Mas o alimento também é usado na obra de Miyazaki como fonte de conforto em tempos difíceis. Em Ponyo (2008), as dores emocionais de uma deusa do mar que quer se transformar em humana são aliviadas com um ensopado, o ramen. Mais tarde, ela e a família escapam de uma enchente e, mesmo sem eletricidade, conseguem fazer um macarrão com presunto e ovos para trazer algum conforto aos corpos exaustos e encharcados.

E até conflitos entre personagens de mundos em oposição são resolvidos via alimentação. Em Princesa Mononoke (Princess Mononoke,1997), a comida ajuda a quebrar a barreira que San – uma jovem criada por lobos – tem com a sociedade humana. Depois que um personagem criado nos moldes de uma civilização tradicional é baleado ao tentar salvá-la, permanecendo debilitado e quase sem movimentos na floresta, a moça, em um momento de compaixão, mastiga a comida para alimentá-lo.

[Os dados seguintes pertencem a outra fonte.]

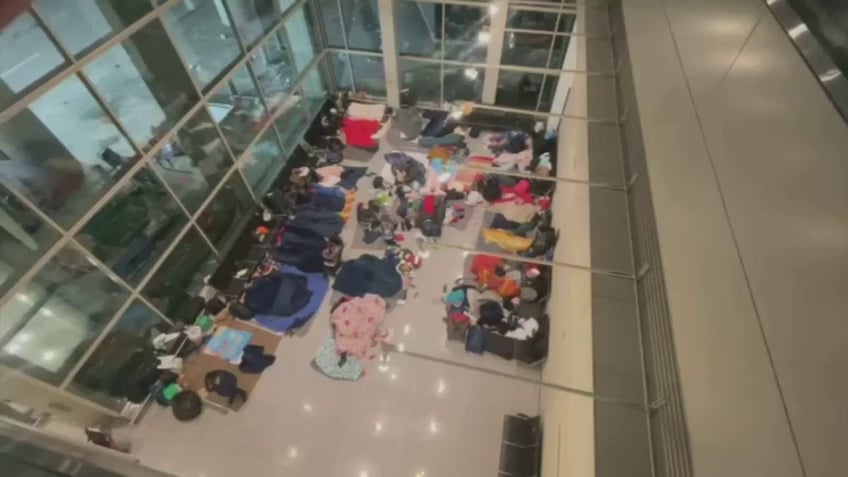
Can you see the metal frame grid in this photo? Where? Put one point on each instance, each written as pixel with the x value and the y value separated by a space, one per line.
pixel 74 66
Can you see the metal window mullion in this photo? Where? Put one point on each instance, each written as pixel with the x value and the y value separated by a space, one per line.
pixel 79 63
pixel 442 58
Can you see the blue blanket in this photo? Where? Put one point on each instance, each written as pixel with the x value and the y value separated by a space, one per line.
pixel 369 274
pixel 278 293
pixel 322 222
pixel 317 283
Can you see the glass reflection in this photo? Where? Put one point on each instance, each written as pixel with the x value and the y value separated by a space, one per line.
pixel 230 204
pixel 204 38
pixel 81 25
pixel 463 83
pixel 315 91
pixel 259 163
pixel 419 28
pixel 332 21
pixel 193 161
pixel 300 28
pixel 133 229
pixel 531 20
pixel 180 276
pixel 526 49
pixel 424 80
pixel 63 152
pixel 24 237
pixel 109 375
pixel 237 107
pixel 274 69
pixel 369 74
pixel 50 322
pixel 466 33
pixel 144 83
pixel 362 21
pixel 518 90
pixel 292 122
pixel 253 18
pixel 341 70
pixel 20 42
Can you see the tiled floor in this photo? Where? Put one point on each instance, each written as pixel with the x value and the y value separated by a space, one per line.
pixel 431 410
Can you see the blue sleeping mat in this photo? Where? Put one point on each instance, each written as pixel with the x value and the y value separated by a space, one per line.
pixel 317 283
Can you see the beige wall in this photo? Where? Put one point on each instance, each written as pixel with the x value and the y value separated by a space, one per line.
pixel 748 164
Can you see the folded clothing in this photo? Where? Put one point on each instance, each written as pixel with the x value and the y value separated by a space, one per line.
pixel 368 274
pixel 527 328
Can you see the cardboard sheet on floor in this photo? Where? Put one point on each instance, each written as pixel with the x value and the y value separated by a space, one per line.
pixel 199 364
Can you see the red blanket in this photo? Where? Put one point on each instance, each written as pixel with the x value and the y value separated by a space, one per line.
pixel 358 132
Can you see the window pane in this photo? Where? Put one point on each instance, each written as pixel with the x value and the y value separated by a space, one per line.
pixel 253 18
pixel 341 70
pixel 205 40
pixel 526 49
pixel 180 276
pixel 24 237
pixel 518 90
pixel 546 99
pixel 133 229
pixel 531 20
pixel 261 161
pixel 194 161
pixel 63 152
pixel 314 91
pixel 466 33
pixel 53 319
pixel 144 83
pixel 83 24
pixel 274 69
pixel 230 204
pixel 463 83
pixel 332 20
pixel 369 74
pixel 238 109
pixel 362 22
pixel 104 377
pixel 292 123
pixel 20 43
pixel 424 80
pixel 302 38
pixel 418 26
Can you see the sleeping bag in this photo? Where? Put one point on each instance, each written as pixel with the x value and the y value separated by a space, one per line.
pixel 277 294
pixel 368 274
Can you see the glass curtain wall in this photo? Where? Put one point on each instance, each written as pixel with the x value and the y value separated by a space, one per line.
pixel 443 48
pixel 125 157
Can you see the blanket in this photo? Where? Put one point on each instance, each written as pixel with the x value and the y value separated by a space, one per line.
pixel 368 274
pixel 227 343
pixel 322 222
pixel 278 293
pixel 317 284
pixel 357 324
pixel 359 132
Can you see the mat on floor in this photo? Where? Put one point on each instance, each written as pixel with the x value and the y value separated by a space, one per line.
pixel 198 365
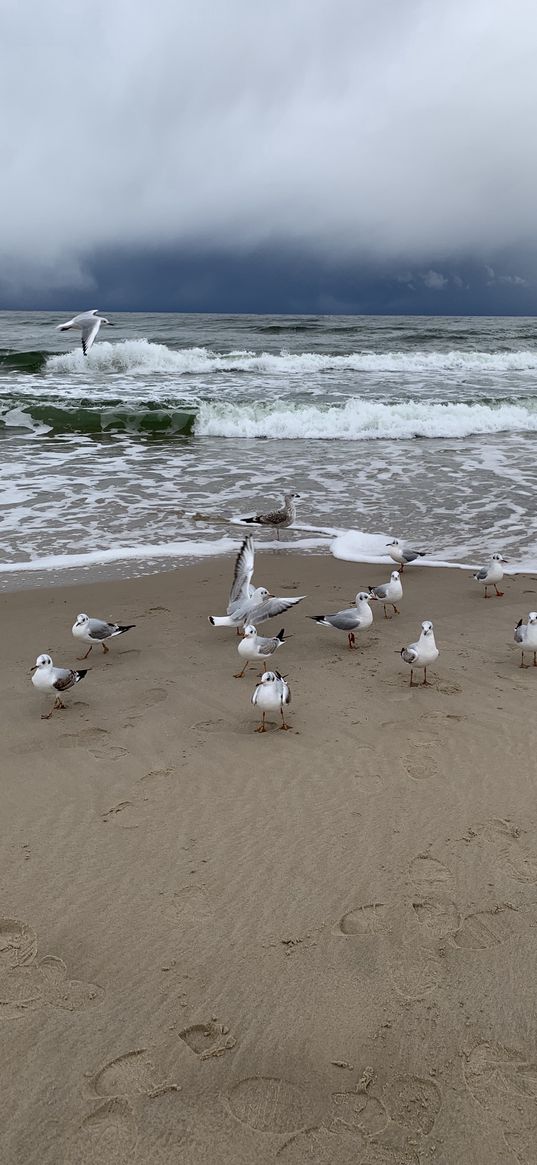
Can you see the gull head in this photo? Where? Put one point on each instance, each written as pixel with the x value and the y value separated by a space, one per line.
pixel 260 594
pixel 42 662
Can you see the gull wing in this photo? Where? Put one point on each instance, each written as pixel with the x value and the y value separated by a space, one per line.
pixel 100 630
pixel 270 608
pixel 64 678
pixel 242 574
pixel 90 326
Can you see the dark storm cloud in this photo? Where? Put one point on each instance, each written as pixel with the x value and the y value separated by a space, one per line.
pixel 393 132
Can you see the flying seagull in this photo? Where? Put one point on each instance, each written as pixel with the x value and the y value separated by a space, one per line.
pixel 89 324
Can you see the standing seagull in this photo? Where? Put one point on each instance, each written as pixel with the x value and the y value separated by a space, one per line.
pixel 490 574
pixel 270 696
pixel 388 593
pixel 352 619
pixel 96 630
pixel 48 678
pixel 422 654
pixel 403 556
pixel 254 647
pixel 278 519
pixel 525 635
pixel 89 323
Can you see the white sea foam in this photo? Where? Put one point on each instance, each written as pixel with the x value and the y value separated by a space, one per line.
pixel 361 419
pixel 142 357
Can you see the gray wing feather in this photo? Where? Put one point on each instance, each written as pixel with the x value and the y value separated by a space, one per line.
pixel 242 574
pixel 270 608
pixel 64 678
pixel 100 630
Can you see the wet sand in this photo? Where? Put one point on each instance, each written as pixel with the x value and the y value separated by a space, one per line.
pixel 227 947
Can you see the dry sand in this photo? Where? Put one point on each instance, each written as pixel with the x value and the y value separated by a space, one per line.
pixel 306 946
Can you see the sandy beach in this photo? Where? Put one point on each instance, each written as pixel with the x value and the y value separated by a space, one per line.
pixel 226 947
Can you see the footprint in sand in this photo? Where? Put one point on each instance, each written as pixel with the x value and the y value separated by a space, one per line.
pixel 430 875
pixel 190 905
pixel 207 1039
pixel 372 918
pixel 270 1105
pixel 412 1103
pixel 437 916
pixel 509 847
pixel 27 983
pixel 107 1136
pixel 359 1110
pixel 503 1081
pixel 320 1146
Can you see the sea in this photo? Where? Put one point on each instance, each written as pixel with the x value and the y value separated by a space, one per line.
pixel 150 450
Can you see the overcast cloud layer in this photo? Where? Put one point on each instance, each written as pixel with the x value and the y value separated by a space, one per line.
pixel 400 132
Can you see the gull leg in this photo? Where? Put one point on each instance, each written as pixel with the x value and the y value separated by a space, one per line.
pixel 238 675
pixel 283 726
pixel 261 726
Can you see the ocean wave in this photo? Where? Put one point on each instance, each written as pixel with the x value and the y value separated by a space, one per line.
pixel 362 419
pixel 94 417
pixel 136 357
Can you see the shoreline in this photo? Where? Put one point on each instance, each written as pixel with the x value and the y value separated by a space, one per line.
pixel 239 926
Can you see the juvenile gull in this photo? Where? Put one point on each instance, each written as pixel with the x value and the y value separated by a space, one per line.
pixel 525 635
pixel 352 619
pixel 89 324
pixel 258 608
pixel 490 574
pixel 388 593
pixel 48 678
pixel 270 694
pixel 403 556
pixel 97 630
pixel 422 654
pixel 254 647
pixel 278 519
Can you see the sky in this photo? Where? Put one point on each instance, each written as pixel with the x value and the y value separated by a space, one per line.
pixel 305 155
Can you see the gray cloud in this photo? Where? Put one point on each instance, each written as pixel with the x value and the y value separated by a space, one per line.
pixel 398 132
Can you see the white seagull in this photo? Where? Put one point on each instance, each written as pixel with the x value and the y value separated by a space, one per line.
pixel 97 630
pixel 422 654
pixel 403 556
pixel 352 619
pixel 254 647
pixel 278 519
pixel 48 678
pixel 89 324
pixel 525 635
pixel 490 574
pixel 388 593
pixel 270 694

Para quem quiser conferir animações do Studio Ghibli, a Netflix acaba de incluir vários filmes no catálogo. Desde os mais antigos até os mais recentes, incluindo vários não citados aqui. Mas, olha, a data de criação não importa em nada na obra de Hayao Miyazaki. As animações dos anos 1980 ou as desta década são igualmente atuais, seja nas temáticas desenvolvidas, nas escolhas narrativas ou na estética.  

Praqueles que tiverem a curiosidade de saber o quanto a culinária da fantasia de Miayzaki e companhia influencia na vida real, existe uma profusão de blogs oferecendo receitas que as transportam para o nosso mundo.

Do salmão em molho bechamel que aparece no Porco Rosso (1992), para o nimono de Castelo Animado, e o okayu (mingau de arroz) da Princesa Mononoke, as receitas pipocam nos reinos da internet. Aliás, os rangos mostrados nas animações são tão inspiradores que até exposição em museu viraram.       

E, se eu puder dar um toque, não se preocupe se as “crianças de hoje” vão se interessar por filmes aparentemente lentos e com temáticas tão profundas. As animações do Ghibli envolvem todas as idades porque as histórias são mágicas (no melhor sentido da palavra) e adaptadas ao ritmo de forma competente.

Fora isso, os temas propostos são desenvolvidos em múltiplas camadas, o que permite que tanto a molecada como os adultos apreciem o desenrolar das tramas, com a captação de níveis de diferentes e surpreendentes mensagens.

Sinceramente, num cenário em que mesmo animações progressistas como Steven Universe e a nova versão de She-Ra e as Princesas do Poder, que brindam quem assiste com um festival corajoso de diversidade étnica e de orientação sexual, a comida de verdade não é ainda uma preocupação – ao contrário.

Diante da mais conhecida animação brasileira, a da Turma da Mônica, de Maurício de Souza, em que uma das principais personagens come em demasia o que vê pela frente (não me venham com a desculpa da melancia) e os protagonistas vivem estampando embalagens de produtos ultraprocessados, ver a obra de Miyazaki é como encontrar um oásis cheio de comida de verdade num deserto de corantes e açúcar refinado.